The World Bank has approved a $30 million credit to help Nepal accelerate its financial sector reform programme to reduce vulnerability of the banking sector and increase its transparency.
The government’s medium-term programme for the financial sector focuses on reforms designed to place the financial sector on a sound foundation for the future. The Financial Sector Stability Credit will support six main policy areas including formulation of a financial sector development strategy; restructuring of Nepal Bank Ltd (NBL) and Rastriya Banijya Bank (RBB); assessment of the condition of Class A, B and C financial institutions and potential restructuring; strengthening institutional arrangements to support the bank restructuring process; strengthening the legal and regulatory framework for effective bank resolution; and increasing the transparency of the financial system.

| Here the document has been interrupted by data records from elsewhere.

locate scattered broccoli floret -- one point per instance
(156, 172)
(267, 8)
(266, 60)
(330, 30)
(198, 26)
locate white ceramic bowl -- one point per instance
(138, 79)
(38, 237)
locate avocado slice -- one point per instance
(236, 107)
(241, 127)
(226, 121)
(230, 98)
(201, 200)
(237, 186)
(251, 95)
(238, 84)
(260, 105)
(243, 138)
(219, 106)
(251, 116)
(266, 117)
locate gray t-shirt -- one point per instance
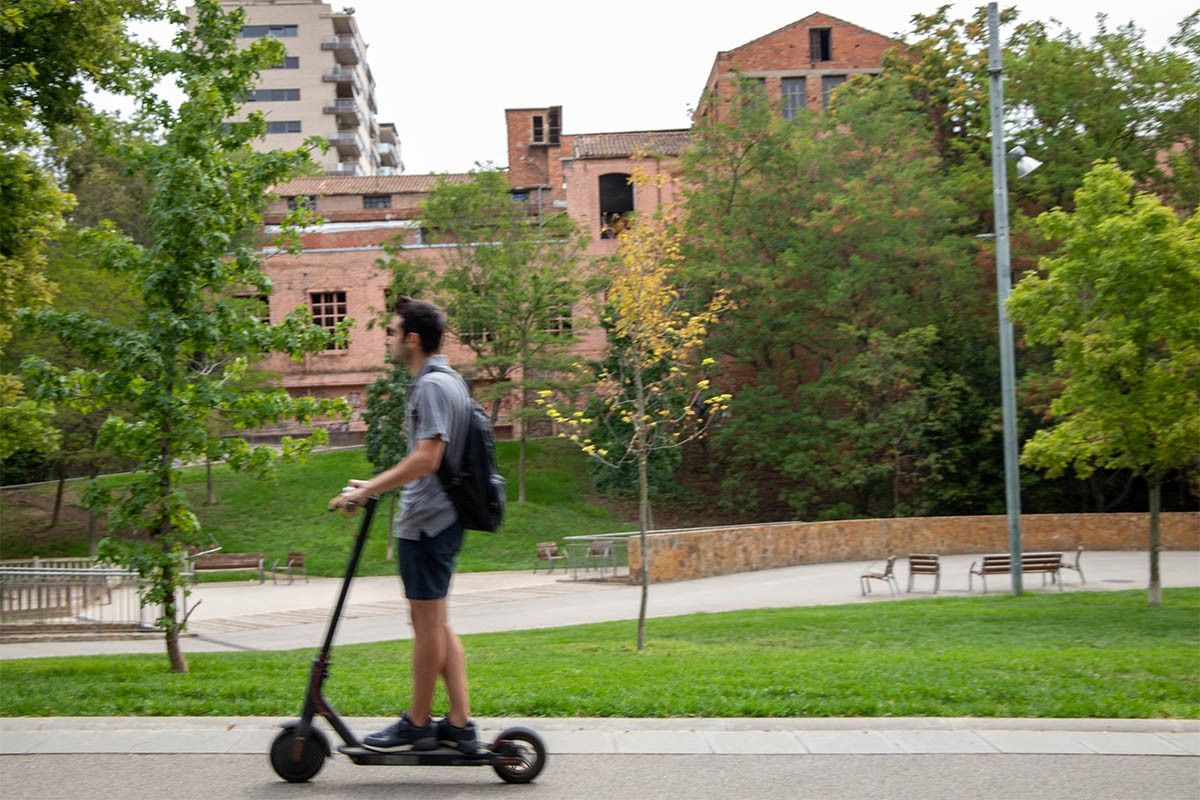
(438, 408)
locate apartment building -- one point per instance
(323, 86)
(551, 170)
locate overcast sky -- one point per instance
(445, 71)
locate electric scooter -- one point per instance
(300, 750)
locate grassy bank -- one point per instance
(289, 513)
(1041, 655)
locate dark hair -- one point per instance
(421, 318)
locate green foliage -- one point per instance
(157, 373)
(1041, 655)
(1120, 305)
(51, 49)
(856, 306)
(1109, 97)
(385, 416)
(288, 513)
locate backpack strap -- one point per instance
(444, 471)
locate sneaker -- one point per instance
(463, 739)
(403, 735)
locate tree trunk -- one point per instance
(93, 519)
(210, 498)
(643, 506)
(525, 404)
(61, 474)
(391, 517)
(1156, 500)
(643, 516)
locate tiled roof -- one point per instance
(329, 185)
(623, 145)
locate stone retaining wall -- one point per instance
(701, 552)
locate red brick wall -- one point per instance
(702, 552)
(787, 52)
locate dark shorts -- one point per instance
(426, 564)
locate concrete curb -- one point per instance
(587, 735)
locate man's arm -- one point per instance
(425, 459)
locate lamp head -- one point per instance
(1025, 164)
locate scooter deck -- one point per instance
(439, 757)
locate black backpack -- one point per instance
(474, 487)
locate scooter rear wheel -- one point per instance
(527, 751)
(312, 756)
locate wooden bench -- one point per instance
(549, 554)
(1002, 564)
(289, 566)
(924, 564)
(887, 575)
(229, 563)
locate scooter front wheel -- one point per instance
(519, 755)
(311, 756)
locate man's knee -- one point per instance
(427, 615)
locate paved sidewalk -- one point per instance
(678, 737)
(252, 617)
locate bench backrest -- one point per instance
(1030, 563)
(228, 560)
(923, 563)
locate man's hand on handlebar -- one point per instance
(349, 500)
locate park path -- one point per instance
(252, 617)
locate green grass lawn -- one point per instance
(1041, 655)
(289, 513)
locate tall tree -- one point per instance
(835, 235)
(209, 186)
(1120, 305)
(510, 284)
(659, 386)
(52, 49)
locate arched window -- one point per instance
(616, 203)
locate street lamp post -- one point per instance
(1003, 287)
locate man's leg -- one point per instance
(454, 673)
(429, 655)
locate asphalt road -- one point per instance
(621, 777)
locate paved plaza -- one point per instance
(245, 615)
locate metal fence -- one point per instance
(72, 595)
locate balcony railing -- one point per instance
(347, 143)
(346, 48)
(347, 110)
(341, 74)
(387, 154)
(345, 169)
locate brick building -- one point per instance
(798, 66)
(586, 175)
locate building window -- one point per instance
(258, 305)
(328, 310)
(559, 322)
(271, 95)
(828, 83)
(277, 31)
(795, 98)
(616, 204)
(821, 41)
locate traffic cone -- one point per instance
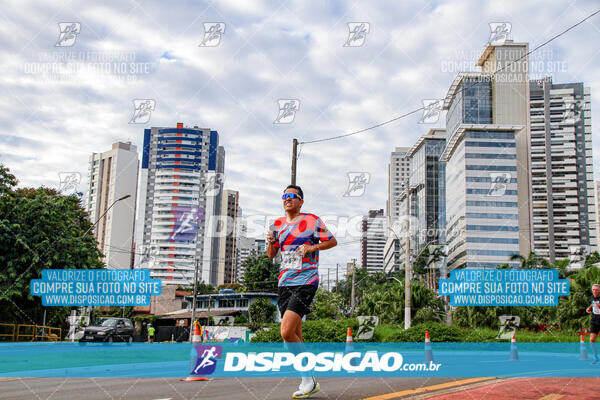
(582, 350)
(428, 349)
(514, 355)
(196, 338)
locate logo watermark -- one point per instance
(68, 182)
(68, 32)
(287, 111)
(212, 34)
(357, 33)
(142, 111)
(357, 183)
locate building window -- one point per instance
(226, 303)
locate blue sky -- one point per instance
(269, 51)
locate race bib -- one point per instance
(291, 259)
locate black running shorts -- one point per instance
(595, 327)
(296, 298)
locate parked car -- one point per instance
(109, 330)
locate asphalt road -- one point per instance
(218, 388)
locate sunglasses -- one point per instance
(291, 196)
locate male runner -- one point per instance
(594, 309)
(300, 237)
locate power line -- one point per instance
(464, 88)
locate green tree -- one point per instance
(262, 311)
(39, 229)
(261, 274)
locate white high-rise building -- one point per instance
(398, 176)
(112, 175)
(180, 193)
(564, 201)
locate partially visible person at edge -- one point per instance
(299, 237)
(594, 309)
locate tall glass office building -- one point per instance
(482, 211)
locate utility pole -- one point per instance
(194, 299)
(336, 276)
(353, 281)
(294, 159)
(408, 267)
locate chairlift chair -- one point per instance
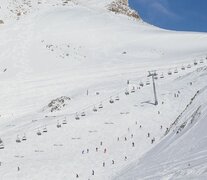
(126, 92)
(189, 66)
(94, 109)
(100, 106)
(1, 145)
(148, 83)
(45, 130)
(77, 117)
(64, 121)
(183, 68)
(58, 125)
(83, 114)
(169, 73)
(24, 138)
(39, 133)
(176, 71)
(111, 101)
(133, 90)
(141, 84)
(18, 139)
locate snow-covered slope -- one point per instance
(63, 59)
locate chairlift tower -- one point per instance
(153, 74)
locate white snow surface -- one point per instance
(68, 50)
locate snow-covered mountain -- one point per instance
(67, 67)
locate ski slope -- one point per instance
(86, 53)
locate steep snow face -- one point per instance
(64, 68)
(182, 152)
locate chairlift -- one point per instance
(169, 72)
(65, 121)
(1, 144)
(141, 84)
(126, 92)
(77, 117)
(162, 76)
(44, 130)
(133, 90)
(39, 133)
(18, 139)
(111, 101)
(176, 71)
(95, 109)
(117, 98)
(148, 83)
(100, 106)
(189, 66)
(24, 138)
(83, 114)
(58, 125)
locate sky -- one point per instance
(181, 15)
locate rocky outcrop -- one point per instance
(122, 7)
(57, 104)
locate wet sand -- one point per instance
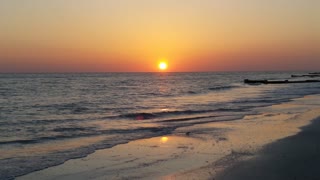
(293, 158)
(220, 150)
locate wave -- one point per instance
(142, 116)
(220, 88)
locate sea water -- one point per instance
(46, 119)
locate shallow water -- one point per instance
(46, 119)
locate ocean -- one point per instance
(46, 119)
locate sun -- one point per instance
(163, 66)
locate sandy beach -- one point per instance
(278, 142)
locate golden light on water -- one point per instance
(164, 139)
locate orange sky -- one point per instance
(126, 35)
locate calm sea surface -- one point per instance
(46, 119)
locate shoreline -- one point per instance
(202, 154)
(294, 157)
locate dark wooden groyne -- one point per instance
(248, 81)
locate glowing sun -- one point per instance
(163, 66)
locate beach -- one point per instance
(278, 138)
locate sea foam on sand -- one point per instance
(196, 152)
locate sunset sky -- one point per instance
(133, 35)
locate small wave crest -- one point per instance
(221, 88)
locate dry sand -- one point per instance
(221, 150)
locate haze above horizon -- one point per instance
(131, 36)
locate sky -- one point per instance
(132, 35)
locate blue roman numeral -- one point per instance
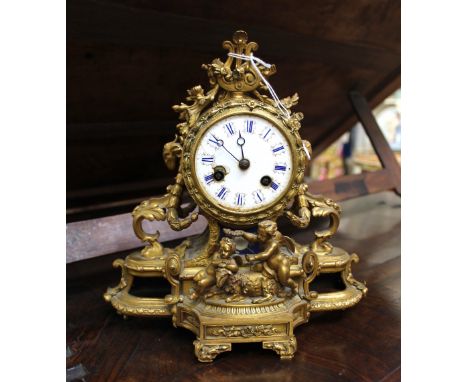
(209, 178)
(208, 159)
(279, 148)
(259, 196)
(229, 128)
(222, 193)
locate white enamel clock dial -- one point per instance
(243, 163)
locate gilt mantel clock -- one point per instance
(240, 163)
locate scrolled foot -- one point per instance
(208, 352)
(285, 349)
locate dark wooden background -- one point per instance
(129, 61)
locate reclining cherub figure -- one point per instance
(221, 264)
(274, 262)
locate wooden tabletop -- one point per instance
(359, 344)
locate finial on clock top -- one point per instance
(237, 74)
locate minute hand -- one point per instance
(220, 142)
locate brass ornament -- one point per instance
(221, 293)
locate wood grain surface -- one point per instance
(359, 344)
(129, 61)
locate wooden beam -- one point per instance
(96, 237)
(389, 85)
(352, 186)
(377, 138)
(115, 23)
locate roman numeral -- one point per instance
(240, 199)
(280, 168)
(222, 193)
(229, 128)
(249, 126)
(259, 196)
(209, 178)
(208, 159)
(279, 148)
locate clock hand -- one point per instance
(241, 142)
(220, 142)
(244, 163)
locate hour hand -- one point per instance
(244, 164)
(220, 143)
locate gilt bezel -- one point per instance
(209, 205)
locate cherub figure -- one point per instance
(274, 262)
(221, 264)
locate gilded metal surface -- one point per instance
(222, 295)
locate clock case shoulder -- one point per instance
(235, 88)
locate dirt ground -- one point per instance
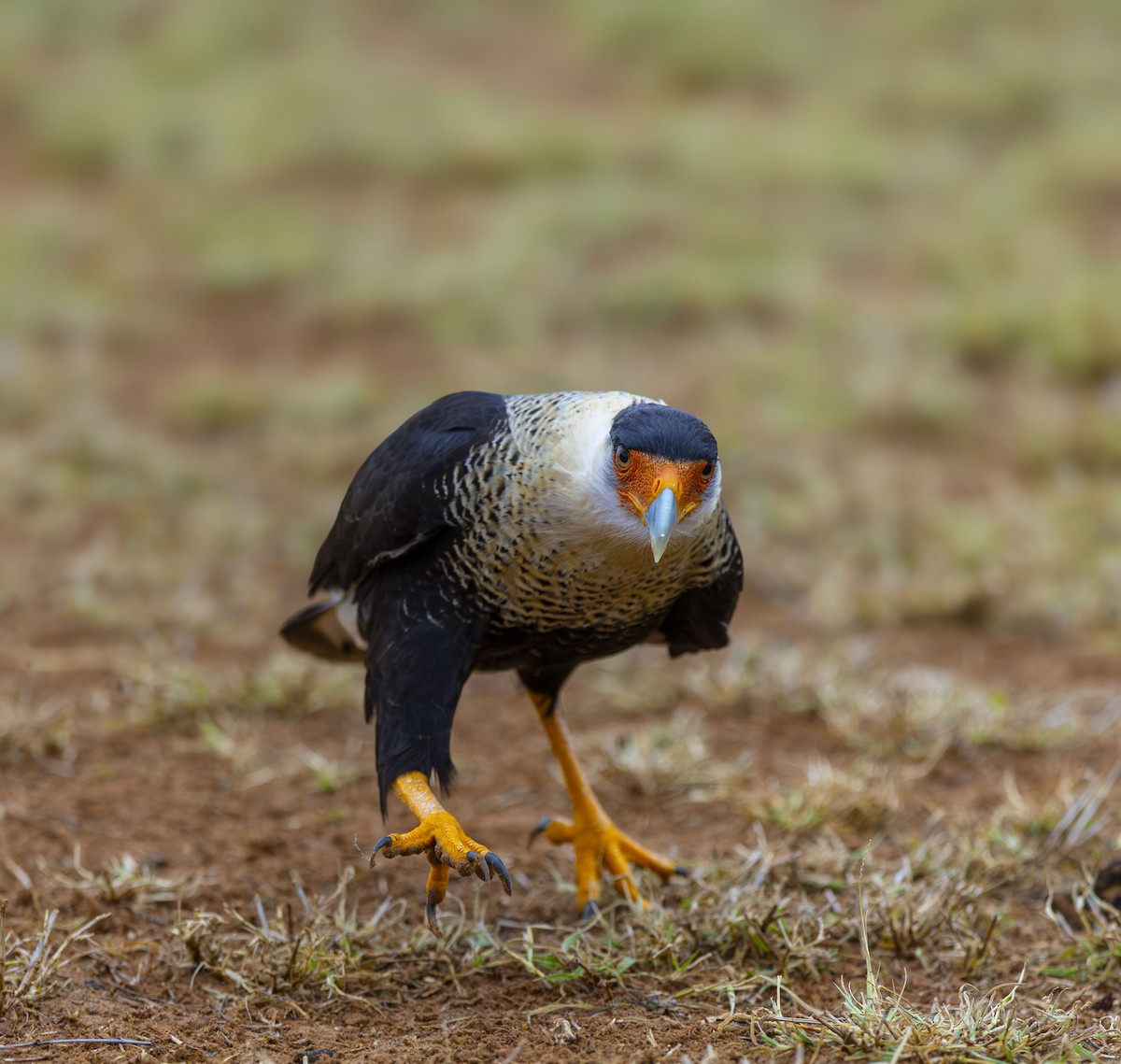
(873, 247)
(161, 796)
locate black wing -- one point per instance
(420, 655)
(392, 505)
(699, 619)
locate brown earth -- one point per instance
(158, 795)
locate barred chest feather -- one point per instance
(544, 542)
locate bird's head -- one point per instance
(665, 466)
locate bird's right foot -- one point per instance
(447, 845)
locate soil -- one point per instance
(158, 795)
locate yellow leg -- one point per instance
(599, 844)
(440, 835)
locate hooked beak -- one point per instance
(660, 518)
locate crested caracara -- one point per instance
(526, 532)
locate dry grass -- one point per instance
(875, 248)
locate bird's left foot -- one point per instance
(447, 845)
(601, 846)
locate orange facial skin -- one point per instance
(643, 476)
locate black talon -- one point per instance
(379, 845)
(493, 861)
(539, 827)
(430, 912)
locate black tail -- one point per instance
(317, 629)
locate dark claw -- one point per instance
(493, 861)
(539, 827)
(379, 845)
(430, 912)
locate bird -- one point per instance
(530, 532)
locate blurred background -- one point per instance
(874, 246)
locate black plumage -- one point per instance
(507, 532)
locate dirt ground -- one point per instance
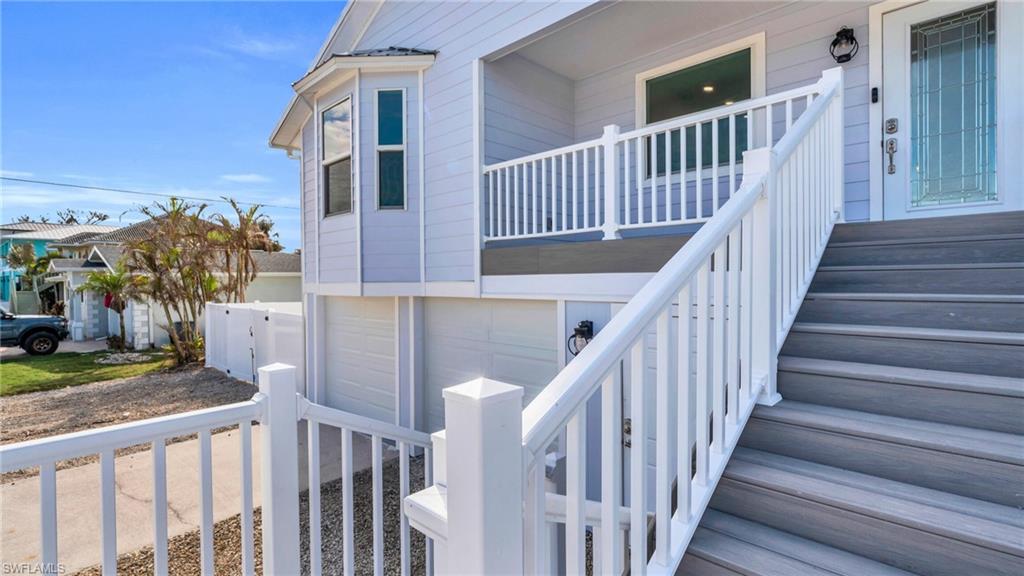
(33, 415)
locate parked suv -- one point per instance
(37, 334)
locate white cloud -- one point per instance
(15, 174)
(245, 178)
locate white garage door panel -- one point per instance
(359, 363)
(509, 340)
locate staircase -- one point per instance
(898, 447)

“The proposed credit recognises the important progress made so far by the Nepali authorities to tackle financial sector vulnerability and supports the acceleration of a medium term reform strategy which commenced implementation in 2011,” said Johannes Zutt, World Bank Country Director for Nepal and Bangladesh.
“The preparation of a comprehensive financial sector development strategy would help the authorities look beyond the short-term need to stabilize the financial sector,” said Guillemette Jaffrin, World Bank Task Team Leader. “Such a strategy would also help Nepalis develop a vision for an inclusive financial sector in five to ten years and build consensus on the steps required to transform this vision into reality.”
This Development Policy Credit has been prepared in close collaboration with the International Monetary Fund (IMF) and the United Kingdom Department for International Development, which has recently approved a long term technical assistance package to support financial sector reforms in Nepal. The credit also builds on the lessons from two previous World Bank financed projects – the Financial Sector Technical Assistance Project, approved in 2002, and the Financial Sector Restructuring Project, approved in 2004.
The credit carries a 0.75 per cent service charge, a 10 year grace period and a maturity of 40 years.